Many native Hawaiians and Samoans are very large people, but there is increased awareness about the accompanying health problems, and diabetes is a great concern. The legendary Hawaiian singer "Iz" died very young due to obesity-related causes.
It's easy to joke about the spam, but it became a staple in Hawaii because it was something that could be stored over the long term. Most coffee shops serve eggs and spam, and you can also get spam in dim sum, sushi, etc.
Anyway, I highly doubt that spam is the cause of increased obesity rates; it seems like an easy target for dietary dictators because it's porky and high-fat.
Legeon
Tue, Feb-12-08, 23:50
But the low carb mantra of 'all carbs are bad carbs' does seem to be a bit innaccurate in the reality.I think so.
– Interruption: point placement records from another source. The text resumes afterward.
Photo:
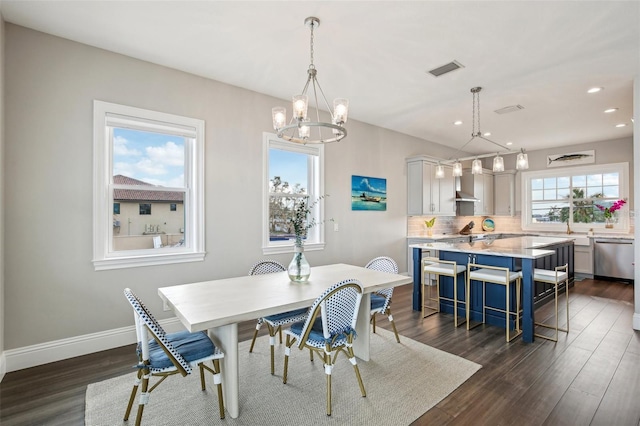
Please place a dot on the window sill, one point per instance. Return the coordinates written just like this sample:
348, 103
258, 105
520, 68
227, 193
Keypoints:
149, 260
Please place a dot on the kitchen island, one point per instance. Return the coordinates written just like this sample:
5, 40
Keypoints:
518, 254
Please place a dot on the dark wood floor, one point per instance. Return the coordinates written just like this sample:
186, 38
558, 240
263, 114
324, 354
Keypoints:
590, 377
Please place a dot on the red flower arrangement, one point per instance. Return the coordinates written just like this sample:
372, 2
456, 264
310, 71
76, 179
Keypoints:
608, 211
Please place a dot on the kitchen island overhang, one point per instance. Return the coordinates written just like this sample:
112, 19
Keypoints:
518, 253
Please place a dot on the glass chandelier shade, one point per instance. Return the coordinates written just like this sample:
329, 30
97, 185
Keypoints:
476, 167
522, 161
457, 169
302, 128
498, 163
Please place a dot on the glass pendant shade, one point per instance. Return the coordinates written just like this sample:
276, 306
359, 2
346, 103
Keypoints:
340, 110
498, 164
279, 117
457, 168
476, 167
522, 161
300, 105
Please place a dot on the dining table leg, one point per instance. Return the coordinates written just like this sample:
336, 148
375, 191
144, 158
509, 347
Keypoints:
363, 338
227, 337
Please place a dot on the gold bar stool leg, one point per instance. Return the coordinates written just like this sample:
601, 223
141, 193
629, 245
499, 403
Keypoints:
555, 278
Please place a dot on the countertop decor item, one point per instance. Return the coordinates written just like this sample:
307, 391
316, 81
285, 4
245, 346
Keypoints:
488, 225
609, 212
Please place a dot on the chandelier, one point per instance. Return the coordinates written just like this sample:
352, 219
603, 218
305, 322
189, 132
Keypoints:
522, 162
301, 128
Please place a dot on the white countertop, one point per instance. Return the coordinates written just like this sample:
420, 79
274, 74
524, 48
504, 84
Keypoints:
519, 247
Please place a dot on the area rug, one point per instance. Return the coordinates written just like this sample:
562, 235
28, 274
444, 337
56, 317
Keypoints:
402, 381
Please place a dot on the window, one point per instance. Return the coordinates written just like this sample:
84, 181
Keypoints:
553, 197
291, 172
142, 158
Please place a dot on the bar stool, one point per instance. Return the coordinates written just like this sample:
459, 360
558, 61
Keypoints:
447, 268
495, 275
555, 277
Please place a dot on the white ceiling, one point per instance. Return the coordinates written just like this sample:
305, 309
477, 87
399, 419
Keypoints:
543, 55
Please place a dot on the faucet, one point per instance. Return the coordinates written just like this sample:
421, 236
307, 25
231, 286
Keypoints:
569, 231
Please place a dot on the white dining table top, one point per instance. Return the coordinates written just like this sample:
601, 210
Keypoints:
209, 304
530, 247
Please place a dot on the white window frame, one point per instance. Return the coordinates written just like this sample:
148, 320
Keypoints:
315, 239
623, 215
105, 117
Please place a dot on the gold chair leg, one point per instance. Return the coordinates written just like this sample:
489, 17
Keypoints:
255, 335
216, 367
132, 398
393, 324
143, 396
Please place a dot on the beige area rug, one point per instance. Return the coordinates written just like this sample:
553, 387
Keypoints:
402, 381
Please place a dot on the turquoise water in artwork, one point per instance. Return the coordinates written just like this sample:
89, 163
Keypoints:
368, 193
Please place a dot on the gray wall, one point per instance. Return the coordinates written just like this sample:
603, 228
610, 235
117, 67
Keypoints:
51, 289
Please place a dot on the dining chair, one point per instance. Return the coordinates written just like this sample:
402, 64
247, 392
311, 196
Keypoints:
381, 299
165, 355
329, 329
276, 321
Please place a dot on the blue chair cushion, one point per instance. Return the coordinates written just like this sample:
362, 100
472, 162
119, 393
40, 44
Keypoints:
316, 336
377, 301
192, 347
277, 318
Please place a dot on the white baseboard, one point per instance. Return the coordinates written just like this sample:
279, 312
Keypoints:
636, 321
3, 366
44, 353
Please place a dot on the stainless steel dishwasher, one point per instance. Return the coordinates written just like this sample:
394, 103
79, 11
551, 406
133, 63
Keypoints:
613, 258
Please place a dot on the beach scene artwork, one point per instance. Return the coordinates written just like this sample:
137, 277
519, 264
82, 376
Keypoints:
368, 193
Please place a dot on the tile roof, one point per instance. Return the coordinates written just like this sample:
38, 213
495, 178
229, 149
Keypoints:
141, 194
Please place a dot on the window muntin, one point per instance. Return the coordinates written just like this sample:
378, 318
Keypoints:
551, 197
145, 160
291, 172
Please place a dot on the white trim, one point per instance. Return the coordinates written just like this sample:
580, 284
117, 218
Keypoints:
621, 228
105, 116
44, 353
316, 180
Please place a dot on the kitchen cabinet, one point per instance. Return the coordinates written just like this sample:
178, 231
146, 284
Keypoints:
427, 195
481, 187
504, 193
583, 257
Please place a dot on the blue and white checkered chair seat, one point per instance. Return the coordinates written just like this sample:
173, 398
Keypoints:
381, 299
276, 321
329, 330
165, 354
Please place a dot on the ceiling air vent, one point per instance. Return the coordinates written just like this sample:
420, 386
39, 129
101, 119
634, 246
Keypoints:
447, 68
506, 110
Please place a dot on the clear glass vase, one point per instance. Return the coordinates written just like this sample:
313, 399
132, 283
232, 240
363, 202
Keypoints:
299, 268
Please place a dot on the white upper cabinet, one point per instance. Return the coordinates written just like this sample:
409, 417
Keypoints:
426, 194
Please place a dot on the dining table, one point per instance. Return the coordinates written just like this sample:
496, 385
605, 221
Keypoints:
219, 305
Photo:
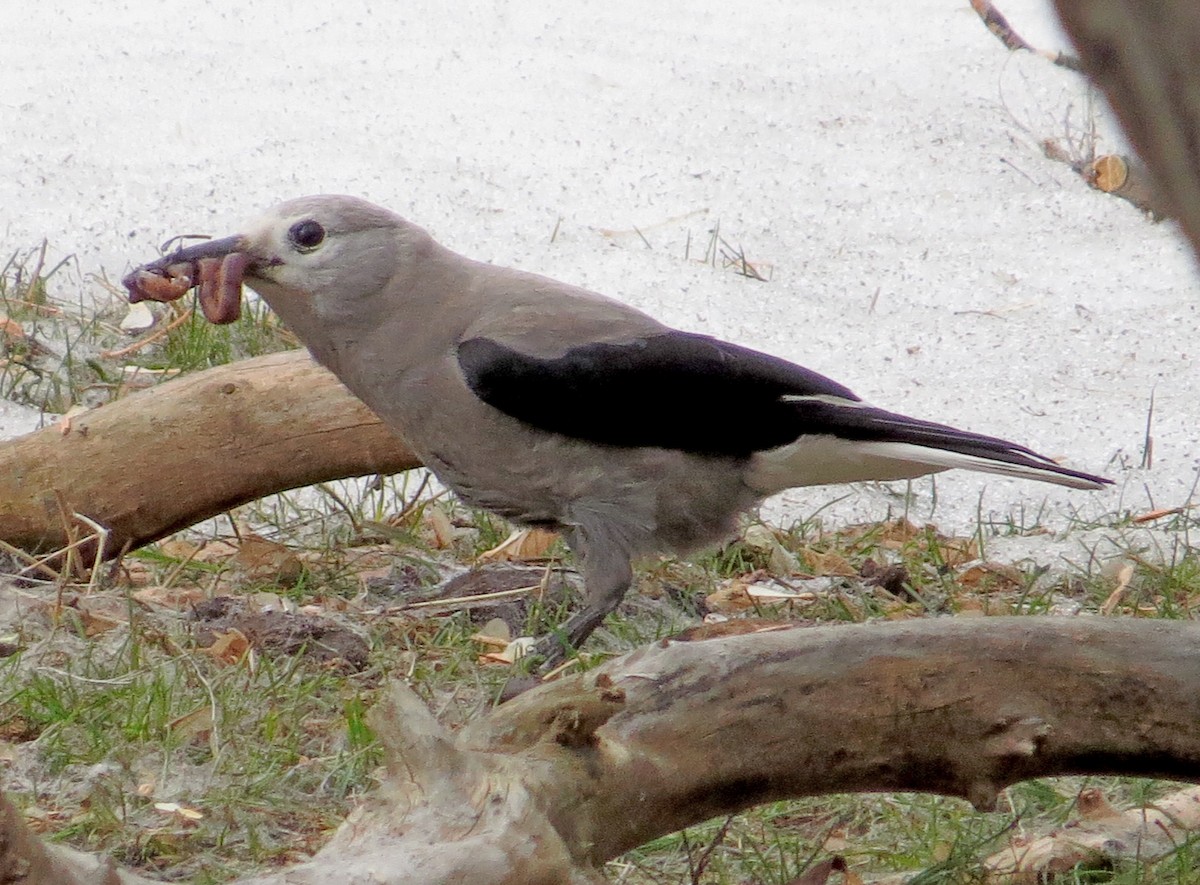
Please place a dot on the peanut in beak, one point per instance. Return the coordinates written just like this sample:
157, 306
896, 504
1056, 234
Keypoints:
217, 282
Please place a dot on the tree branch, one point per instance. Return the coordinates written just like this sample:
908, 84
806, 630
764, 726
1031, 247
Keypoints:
166, 458
1143, 54
550, 786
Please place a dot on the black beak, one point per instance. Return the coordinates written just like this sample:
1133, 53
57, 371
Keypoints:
209, 248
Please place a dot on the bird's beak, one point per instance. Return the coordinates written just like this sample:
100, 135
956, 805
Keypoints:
215, 268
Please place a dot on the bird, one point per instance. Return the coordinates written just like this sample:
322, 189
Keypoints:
557, 407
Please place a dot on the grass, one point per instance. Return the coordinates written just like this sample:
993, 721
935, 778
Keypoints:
121, 732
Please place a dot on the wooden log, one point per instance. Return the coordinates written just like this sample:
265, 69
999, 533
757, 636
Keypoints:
166, 458
546, 788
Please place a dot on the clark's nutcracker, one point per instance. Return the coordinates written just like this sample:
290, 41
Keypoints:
557, 407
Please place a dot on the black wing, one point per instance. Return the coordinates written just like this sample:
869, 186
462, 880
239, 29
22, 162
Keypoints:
675, 390
696, 393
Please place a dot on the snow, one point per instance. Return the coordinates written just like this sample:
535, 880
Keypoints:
882, 162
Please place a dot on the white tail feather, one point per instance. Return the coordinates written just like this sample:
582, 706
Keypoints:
817, 461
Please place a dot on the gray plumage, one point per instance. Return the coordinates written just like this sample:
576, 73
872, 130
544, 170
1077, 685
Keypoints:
553, 405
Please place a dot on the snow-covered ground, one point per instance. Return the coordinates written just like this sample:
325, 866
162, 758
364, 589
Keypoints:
882, 163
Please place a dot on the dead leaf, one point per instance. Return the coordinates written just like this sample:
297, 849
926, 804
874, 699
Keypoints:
197, 723
1125, 575
11, 329
780, 561
217, 551
229, 646
180, 811
100, 614
521, 546
733, 626
437, 518
1151, 516
511, 652
730, 597
828, 564
138, 318
991, 577
262, 560
177, 598
820, 873
179, 548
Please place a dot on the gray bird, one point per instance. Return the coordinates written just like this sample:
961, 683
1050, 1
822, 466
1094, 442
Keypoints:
557, 407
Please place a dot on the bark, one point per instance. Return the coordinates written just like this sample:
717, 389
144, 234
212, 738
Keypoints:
1143, 54
166, 458
550, 786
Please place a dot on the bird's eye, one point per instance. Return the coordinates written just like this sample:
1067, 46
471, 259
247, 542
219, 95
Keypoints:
306, 235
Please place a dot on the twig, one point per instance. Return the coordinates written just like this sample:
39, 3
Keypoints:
999, 25
459, 601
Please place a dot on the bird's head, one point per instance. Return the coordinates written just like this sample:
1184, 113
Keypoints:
313, 258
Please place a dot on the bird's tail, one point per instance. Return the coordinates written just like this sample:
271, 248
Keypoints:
857, 443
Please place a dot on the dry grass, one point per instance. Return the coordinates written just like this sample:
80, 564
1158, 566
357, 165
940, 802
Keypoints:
174, 714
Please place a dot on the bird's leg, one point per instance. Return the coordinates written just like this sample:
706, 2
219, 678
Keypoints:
607, 573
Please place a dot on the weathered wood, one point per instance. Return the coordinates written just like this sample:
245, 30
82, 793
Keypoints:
1143, 54
166, 458
546, 788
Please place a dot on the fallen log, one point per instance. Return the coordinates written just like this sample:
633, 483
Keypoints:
168, 457
546, 788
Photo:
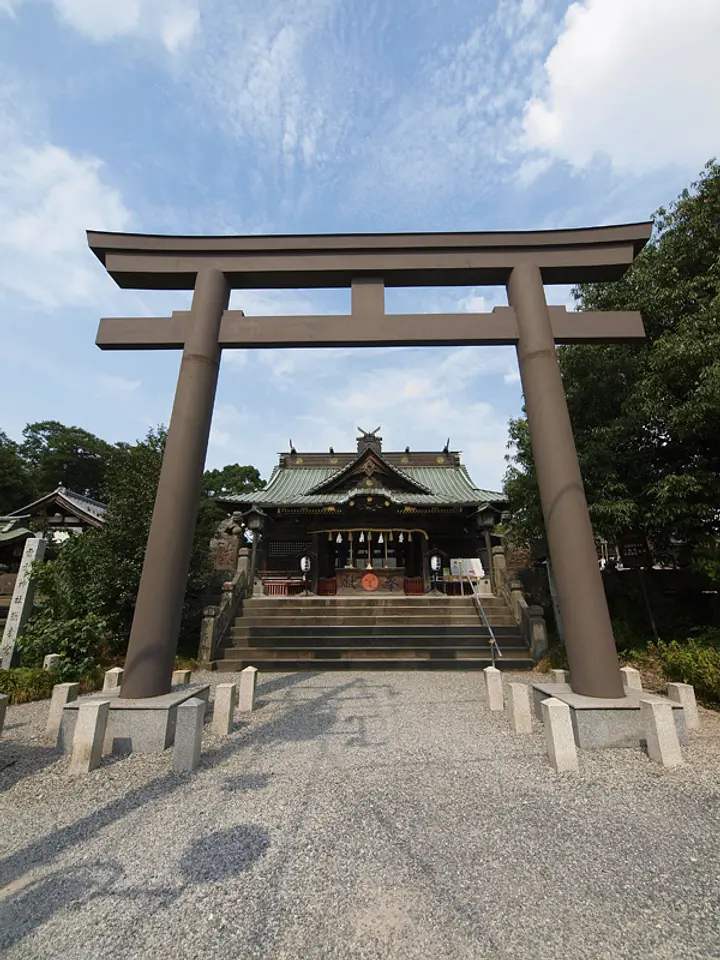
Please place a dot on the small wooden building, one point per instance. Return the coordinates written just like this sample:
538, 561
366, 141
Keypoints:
369, 520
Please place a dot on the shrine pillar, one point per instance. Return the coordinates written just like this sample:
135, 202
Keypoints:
158, 610
592, 656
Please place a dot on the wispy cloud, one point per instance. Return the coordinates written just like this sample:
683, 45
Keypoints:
172, 22
632, 81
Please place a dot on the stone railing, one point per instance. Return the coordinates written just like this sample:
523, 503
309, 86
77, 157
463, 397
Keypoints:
217, 620
529, 618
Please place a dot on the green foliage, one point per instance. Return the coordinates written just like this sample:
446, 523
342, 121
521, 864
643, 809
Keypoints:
56, 454
24, 685
87, 593
231, 480
696, 661
16, 485
646, 418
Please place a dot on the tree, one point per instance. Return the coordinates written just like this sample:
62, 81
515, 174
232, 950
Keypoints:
56, 454
646, 418
232, 480
89, 590
16, 486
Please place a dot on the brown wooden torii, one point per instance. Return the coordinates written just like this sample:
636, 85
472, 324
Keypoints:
367, 263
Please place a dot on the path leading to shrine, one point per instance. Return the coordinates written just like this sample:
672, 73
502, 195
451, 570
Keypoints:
360, 815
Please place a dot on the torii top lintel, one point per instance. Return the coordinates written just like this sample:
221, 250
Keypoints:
584, 255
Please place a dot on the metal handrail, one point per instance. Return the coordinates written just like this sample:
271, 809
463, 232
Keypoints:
494, 646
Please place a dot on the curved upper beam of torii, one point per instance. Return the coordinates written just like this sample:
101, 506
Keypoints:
367, 263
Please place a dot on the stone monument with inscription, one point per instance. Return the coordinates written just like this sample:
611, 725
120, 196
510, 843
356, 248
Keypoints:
22, 601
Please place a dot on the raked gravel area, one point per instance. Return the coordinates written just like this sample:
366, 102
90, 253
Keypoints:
360, 815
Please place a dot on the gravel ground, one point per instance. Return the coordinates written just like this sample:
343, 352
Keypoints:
360, 815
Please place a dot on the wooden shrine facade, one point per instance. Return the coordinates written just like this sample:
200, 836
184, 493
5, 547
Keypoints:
369, 520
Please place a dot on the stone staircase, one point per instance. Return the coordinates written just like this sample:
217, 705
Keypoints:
281, 633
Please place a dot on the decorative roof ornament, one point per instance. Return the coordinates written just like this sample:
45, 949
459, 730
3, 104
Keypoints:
369, 440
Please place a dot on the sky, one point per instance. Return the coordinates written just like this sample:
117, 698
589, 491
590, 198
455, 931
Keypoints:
321, 116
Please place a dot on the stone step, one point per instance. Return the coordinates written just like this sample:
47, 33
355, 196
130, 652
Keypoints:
380, 620
449, 658
369, 629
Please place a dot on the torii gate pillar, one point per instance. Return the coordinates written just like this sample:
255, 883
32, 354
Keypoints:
592, 656
158, 610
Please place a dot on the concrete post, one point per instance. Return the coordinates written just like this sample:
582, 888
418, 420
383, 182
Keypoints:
589, 641
684, 693
559, 738
248, 678
631, 678
4, 701
188, 735
519, 707
156, 623
89, 736
224, 709
62, 693
113, 678
493, 688
660, 732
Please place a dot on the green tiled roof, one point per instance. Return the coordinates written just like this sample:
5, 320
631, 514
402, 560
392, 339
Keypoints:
448, 485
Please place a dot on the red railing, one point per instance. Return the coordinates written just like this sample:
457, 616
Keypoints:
283, 588
414, 586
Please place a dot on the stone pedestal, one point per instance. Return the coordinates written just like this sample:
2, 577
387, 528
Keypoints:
598, 723
518, 706
135, 726
4, 701
493, 688
113, 678
88, 736
22, 601
63, 693
557, 727
684, 694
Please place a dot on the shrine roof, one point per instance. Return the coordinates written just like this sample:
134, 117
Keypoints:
447, 484
84, 508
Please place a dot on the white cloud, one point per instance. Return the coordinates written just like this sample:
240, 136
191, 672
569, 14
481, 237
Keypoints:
48, 198
173, 22
634, 80
261, 71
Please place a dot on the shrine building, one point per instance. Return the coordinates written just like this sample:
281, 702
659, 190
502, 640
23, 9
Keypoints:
370, 521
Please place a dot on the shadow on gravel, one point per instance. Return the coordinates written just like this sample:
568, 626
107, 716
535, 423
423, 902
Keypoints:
18, 760
38, 902
264, 687
311, 717
246, 781
222, 855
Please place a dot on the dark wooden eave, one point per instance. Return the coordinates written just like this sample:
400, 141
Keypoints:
154, 262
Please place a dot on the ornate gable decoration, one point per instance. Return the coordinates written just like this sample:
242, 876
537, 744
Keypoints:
369, 468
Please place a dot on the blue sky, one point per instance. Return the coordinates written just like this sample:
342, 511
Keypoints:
301, 116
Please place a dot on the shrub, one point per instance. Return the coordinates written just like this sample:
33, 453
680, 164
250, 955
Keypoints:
75, 640
696, 661
24, 684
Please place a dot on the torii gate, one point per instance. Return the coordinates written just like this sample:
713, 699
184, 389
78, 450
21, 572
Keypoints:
367, 263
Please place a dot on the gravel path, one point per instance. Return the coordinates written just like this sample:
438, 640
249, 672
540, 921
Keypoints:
360, 815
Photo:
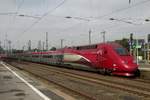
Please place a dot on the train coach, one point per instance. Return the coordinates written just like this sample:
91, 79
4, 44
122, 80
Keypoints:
106, 58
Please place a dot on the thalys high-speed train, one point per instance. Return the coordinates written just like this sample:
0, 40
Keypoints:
107, 58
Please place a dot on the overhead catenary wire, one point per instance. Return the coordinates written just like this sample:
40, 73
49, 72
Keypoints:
40, 18
122, 9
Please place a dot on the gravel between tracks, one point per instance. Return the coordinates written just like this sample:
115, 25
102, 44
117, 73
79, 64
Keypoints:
98, 92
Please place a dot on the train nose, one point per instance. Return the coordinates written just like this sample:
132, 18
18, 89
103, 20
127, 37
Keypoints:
130, 68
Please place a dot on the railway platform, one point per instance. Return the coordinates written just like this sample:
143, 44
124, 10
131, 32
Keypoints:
15, 87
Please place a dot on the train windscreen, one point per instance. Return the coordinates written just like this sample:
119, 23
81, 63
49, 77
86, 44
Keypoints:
122, 51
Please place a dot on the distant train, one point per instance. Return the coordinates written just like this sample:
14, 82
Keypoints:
106, 58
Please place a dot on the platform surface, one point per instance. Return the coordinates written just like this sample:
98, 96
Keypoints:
14, 88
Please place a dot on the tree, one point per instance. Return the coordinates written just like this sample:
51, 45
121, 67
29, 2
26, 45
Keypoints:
53, 48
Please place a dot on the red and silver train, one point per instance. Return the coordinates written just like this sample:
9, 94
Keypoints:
107, 58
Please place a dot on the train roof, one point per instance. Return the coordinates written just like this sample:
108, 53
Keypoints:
95, 46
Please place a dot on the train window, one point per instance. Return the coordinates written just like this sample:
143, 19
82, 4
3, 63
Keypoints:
86, 47
121, 51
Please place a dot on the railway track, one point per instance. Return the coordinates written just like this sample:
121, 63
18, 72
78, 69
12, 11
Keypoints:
41, 71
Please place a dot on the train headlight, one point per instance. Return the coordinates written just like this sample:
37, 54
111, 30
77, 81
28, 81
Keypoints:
134, 61
114, 65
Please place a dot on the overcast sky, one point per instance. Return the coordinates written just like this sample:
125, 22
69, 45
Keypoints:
41, 16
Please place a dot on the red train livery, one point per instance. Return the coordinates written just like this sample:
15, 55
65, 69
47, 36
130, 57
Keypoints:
107, 58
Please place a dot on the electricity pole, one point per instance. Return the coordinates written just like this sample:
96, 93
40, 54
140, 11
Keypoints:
62, 40
43, 45
29, 45
90, 36
103, 33
47, 41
With isolated peoples getting refined carbs in any form means doing the growing and refining, usually with other people. It's physically and mentally challenging work yet it's a very pleasant way to spend the time, you just don't have many worries. It breeds satisfaction and strong bodies. I think that's an overlooked reason for the health of previous carb eating generations. Today almost nobody raises or hunts their own food, which iMO is like raising a chicken where it can't peck at the dirt like it should. Too stressful and repressive for the chicken.